Below is a complete listing of all Ohio Historical Markers. To find a detailed marker listing including text, photographs, and locations, click on a county below. Our listing is updated by the markers program as new markers are installed and older markers are reported damaged or missing.
Side A: Canfield, named for the area’s primary landowner Judson Canfield, is one of the earliest examples of a New England town plan in both Ohio and the Western Reserve. It dates to April 20, 1798, when surveyor Nathaniel Church arrived from Connecticut to layout the town. Church and his team erected a log cabin and laid out roads and lots using a New England Green Plan that envisioned a communal ground at the center that would later be surrounded by various civil buildings. During the War of 1812, the Canfield Green was used as a drill ground for the Northern Ohio and Western Reserve militia, led by General Elijah Wadsworth. On August 23, 1812, General Wadsworth and the Canfield Dragoons left the Canfield Green heading for Cleveland to defend the United States and the Western Reserve from attacks by the British and their Native American allies. (Continued on other side)

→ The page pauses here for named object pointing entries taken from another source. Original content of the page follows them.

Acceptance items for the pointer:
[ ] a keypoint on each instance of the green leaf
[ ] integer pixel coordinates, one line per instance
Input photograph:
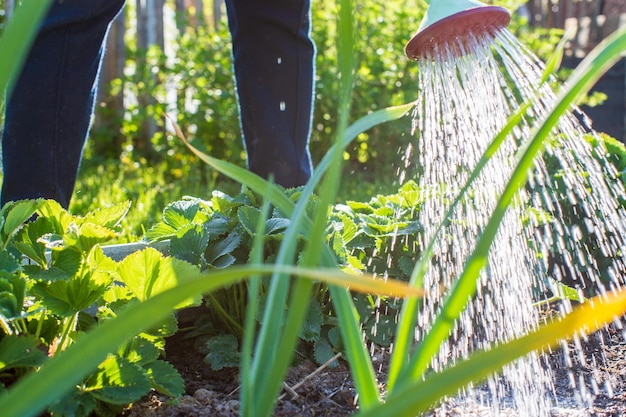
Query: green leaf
(140, 351)
(165, 378)
(27, 240)
(8, 305)
(17, 215)
(312, 325)
(223, 352)
(76, 294)
(180, 213)
(323, 352)
(75, 404)
(248, 218)
(19, 352)
(221, 248)
(217, 225)
(147, 273)
(108, 217)
(159, 231)
(380, 330)
(118, 381)
(67, 260)
(276, 225)
(190, 243)
(86, 236)
(8, 262)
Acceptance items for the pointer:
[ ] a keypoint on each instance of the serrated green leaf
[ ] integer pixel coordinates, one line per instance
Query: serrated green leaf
(276, 225)
(217, 225)
(8, 262)
(334, 338)
(180, 213)
(190, 243)
(74, 404)
(140, 351)
(118, 381)
(166, 328)
(18, 214)
(58, 218)
(312, 325)
(165, 378)
(224, 261)
(248, 218)
(147, 273)
(224, 203)
(223, 352)
(20, 351)
(67, 297)
(27, 240)
(87, 236)
(37, 273)
(8, 305)
(108, 217)
(159, 231)
(67, 260)
(220, 248)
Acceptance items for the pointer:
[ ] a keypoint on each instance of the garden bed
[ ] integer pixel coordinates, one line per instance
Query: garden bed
(330, 392)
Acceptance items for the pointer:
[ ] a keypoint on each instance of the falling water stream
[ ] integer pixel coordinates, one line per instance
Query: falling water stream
(463, 103)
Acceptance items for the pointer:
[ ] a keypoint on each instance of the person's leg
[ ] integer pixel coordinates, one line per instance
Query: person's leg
(274, 68)
(50, 107)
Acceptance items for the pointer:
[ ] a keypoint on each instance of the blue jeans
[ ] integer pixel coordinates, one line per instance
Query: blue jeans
(49, 109)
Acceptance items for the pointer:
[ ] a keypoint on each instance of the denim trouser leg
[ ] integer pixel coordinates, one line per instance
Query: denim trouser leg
(49, 110)
(274, 67)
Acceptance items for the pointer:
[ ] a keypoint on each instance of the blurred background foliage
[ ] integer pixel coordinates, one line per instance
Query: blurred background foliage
(173, 56)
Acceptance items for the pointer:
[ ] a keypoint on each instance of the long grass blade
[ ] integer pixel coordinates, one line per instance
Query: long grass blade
(583, 78)
(30, 396)
(420, 395)
(17, 38)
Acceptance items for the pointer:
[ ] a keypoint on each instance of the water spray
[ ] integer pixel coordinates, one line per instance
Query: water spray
(449, 23)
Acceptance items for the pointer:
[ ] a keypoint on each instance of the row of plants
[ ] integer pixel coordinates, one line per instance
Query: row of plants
(55, 291)
(197, 71)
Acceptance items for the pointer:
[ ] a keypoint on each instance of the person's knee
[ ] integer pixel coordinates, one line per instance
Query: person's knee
(110, 8)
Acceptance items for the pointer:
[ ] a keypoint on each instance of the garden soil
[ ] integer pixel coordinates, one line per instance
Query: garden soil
(330, 392)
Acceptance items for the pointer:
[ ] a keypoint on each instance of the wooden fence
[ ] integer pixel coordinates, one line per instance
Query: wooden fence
(590, 20)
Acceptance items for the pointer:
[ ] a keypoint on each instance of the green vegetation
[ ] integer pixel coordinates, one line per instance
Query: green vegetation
(280, 255)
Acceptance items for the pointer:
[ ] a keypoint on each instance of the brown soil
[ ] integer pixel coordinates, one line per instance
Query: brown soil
(330, 392)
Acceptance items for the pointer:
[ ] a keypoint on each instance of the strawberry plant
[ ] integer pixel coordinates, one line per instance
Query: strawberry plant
(56, 284)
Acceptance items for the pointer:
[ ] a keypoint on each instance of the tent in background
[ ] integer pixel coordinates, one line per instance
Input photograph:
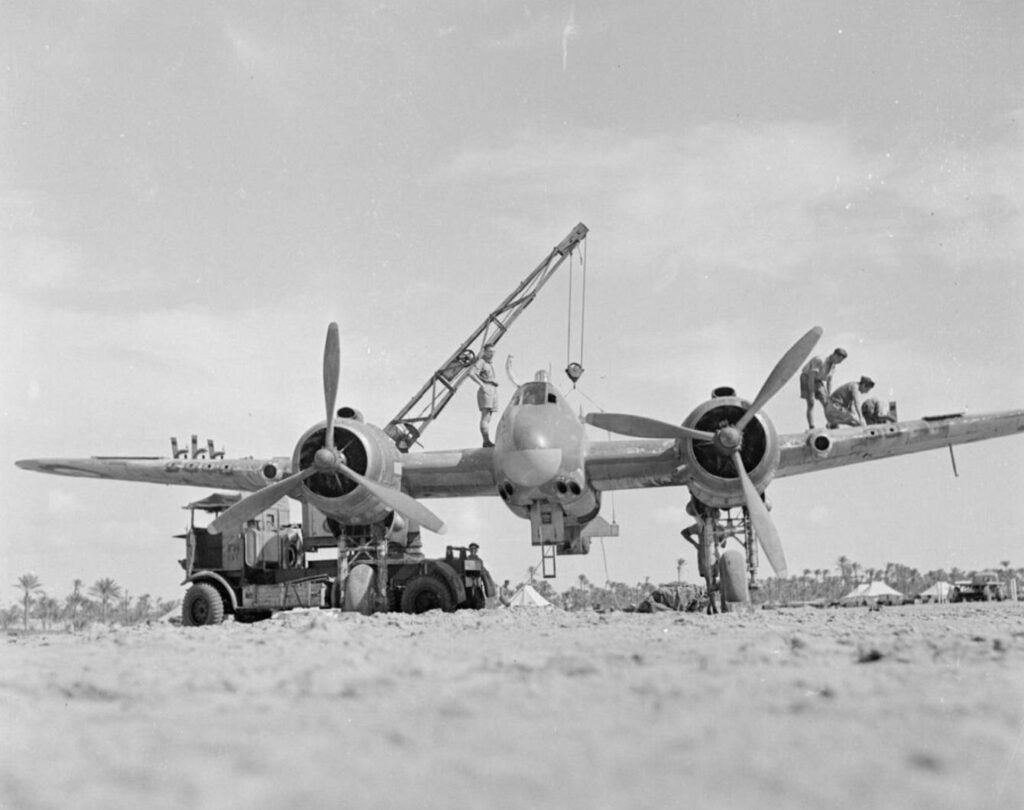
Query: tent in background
(527, 596)
(937, 593)
(871, 593)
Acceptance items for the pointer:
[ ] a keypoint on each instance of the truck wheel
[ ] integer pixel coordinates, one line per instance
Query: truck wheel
(426, 593)
(475, 599)
(202, 605)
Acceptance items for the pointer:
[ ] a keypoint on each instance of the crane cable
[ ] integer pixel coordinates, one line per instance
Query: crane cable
(574, 369)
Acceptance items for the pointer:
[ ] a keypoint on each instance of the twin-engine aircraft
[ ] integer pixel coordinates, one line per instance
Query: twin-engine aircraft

Side B: (Continued from other side) The Mahoning County Agricultural Society organized in 1847 and held its first fair on October 5, 1847, on the Canfield Green. This first fair, which provided the basis for the later successful Canfield Fair, was a one-day event with livestock tethered along Broad Street and displayed produce and meetings taking place in the Congregational Church and other civic buildings. In 1851, the fair was relocated to SR 46 and the southern half of the Canfield Green was formed into a park complete with a gazebo during the 1870s. Still Canfield Green was a place for children to play while residents might send their livestock to graze in the traditional sense of a New England commons area. In the early twentieth century, the north end was completed providing a more traditional civic center for the town of Canfield.